Governments of malaria-endemic countries provided about 31% of total malaria funding in 2015. The United States of America is the largest international malaria funder, accounting for about 35% of total funding in 2015, followed by the United Kingdom of Great Britain and Northern Ireland (16%).

If global targets are to be met, funding from both domestic and international sources must increase substantially.

Note to editors

RTS,S/AS01 malaria vaccine

Last month, WHO announced that the world’s first malaria vaccine would be rolled out through pilot projects in 3 countries in sub-Saharan Africa. Vaccinations will begin 2018. The vaccine, known as RTS,S, acts against P. falciparum, the most deadly malaria parasite globally, and the most prevalent in Africa. Advanced clinical trials have shown RTS,S to provide partial protection against malaria in young children.

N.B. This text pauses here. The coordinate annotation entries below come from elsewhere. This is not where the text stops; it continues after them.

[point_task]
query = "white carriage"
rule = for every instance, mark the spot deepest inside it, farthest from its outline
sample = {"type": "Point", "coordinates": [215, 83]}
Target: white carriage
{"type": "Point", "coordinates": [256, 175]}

WHO multi-country evaluation on LLINs

On 16 November 2016, WHO released the findings of a 5-year evaluation conducted in 340 locations across 5 countries: Benin, Cameroon, India, Kenya and Sudan. The findings of this study reaffirm the WHO recommendation of universal LLIN coverage for all populations at risk of malaria.

Will major media cover this news? Will your local newspapers and broadcast outlets even make note?